To the Editor:
—We would like to thank Drs. Thrush and Downs for their interesting case report, “Vagotonia and Cardiac Arrest during Spinal Anesthesia.”1These authors discuss the contribution of sympathetic and parasympathetic nervous system imbalance during spinal anesthesia as a mechanism of asystole. They state that in a patient with vasovagal syncope, the combination of cardiac sympathetic blockade and vagal stimulation disturbed this autonomic balance even further. It is certainly intuitive to think that because the spinal anesthetic blocks cardiac sympathetic efferent nerves and not vagal efferent nerves, a relative parasympathetic dominance or vagotonic state would result. However, if this was the case, why would severe bradycardia and asystole not occur more often with high-spinal and epidural anesthesia?
As discussed in previous work, another neural pathway is probably involved. 2–3Instead of a relative vagal dominance, there was evidence of a decrease in both sympathetic and vagal outflows (efferents) in patients with cardiac sympathectomy after spinal anesthesia. The vagal outflow, which was not directly blocked by the anesthetic, was somehow concomitantly reduced or inhibited in parallel with the anesthetic blockade of the sympathetic efferent outflow. 3Therefore, a state of reduced sympathetic and vagal outflow resulted, which fortunately maintained sympathetic and vagal balance and maintained the baseline heart rate.

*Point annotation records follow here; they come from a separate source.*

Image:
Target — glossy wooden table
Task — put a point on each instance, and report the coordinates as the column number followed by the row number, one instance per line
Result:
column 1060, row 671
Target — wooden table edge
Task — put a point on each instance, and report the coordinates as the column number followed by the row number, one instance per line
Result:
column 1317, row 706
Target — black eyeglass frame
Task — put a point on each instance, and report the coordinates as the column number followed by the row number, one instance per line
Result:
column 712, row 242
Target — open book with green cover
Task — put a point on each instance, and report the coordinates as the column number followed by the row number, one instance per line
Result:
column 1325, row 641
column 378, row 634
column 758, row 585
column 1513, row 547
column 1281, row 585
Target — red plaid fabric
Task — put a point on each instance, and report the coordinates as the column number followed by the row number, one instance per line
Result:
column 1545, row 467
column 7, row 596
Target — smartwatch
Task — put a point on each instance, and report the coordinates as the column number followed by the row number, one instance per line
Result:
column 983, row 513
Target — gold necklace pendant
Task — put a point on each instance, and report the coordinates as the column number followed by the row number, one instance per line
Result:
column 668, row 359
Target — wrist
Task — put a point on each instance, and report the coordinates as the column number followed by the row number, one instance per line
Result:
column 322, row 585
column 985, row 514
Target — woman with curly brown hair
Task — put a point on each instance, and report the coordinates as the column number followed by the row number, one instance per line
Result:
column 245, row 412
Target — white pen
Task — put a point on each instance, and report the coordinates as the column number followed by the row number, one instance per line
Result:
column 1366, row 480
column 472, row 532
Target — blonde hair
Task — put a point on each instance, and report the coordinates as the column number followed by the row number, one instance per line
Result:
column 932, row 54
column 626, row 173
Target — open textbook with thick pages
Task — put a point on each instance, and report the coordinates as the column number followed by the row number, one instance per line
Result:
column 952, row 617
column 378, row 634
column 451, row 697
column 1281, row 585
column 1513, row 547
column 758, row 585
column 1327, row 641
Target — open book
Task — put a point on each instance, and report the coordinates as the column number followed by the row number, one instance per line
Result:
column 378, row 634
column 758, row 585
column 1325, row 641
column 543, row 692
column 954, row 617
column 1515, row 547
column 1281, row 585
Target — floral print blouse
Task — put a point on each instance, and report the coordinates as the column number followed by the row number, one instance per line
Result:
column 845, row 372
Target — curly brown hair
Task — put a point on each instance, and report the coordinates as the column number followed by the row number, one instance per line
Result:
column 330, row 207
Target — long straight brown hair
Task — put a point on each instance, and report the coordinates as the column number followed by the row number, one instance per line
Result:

It has been proposed that complete blockade of sympathetic afferent pathways, which have an anatomical distribution similar to the sympathetic efferent pathways, will interrupt necessary visceral communication lines to central neural centers and will result in a self-protective reduction of parasympathetic activity. 3The activity of sympathetic and parasympathetic (vagal) efferents are normally under the continuous influence of and modulation by sympathetic and parasympathetic afferent input to central control centers. 4,5Therefore, blockade of both sympathetic efferent and afferent activity has significance in the overall mechanism of cardiac arrest during spinal anesthesia. We think that sympathectomy of the heart after spinal anesthesia should be thought of as a condition with the potential to develop clinically significant vagal dominance or vagotonia. Bradycardia, asystole, and cardiac arrest from autonomic imbalance during spinal anesthesia are more likely to result if precipitating events resulting in vagal stimulation occur while cardiac sympathetic blockade exists, as reported by Thrush and Downs. 1We agree with these authors that during spinal anesthesia the clinician should have a high index of suspicion for at-risk scenarios that could result in cardiac arrest and a low threshold for the initiation of prophylactic or resuscitative treatment throughout the perioperative period.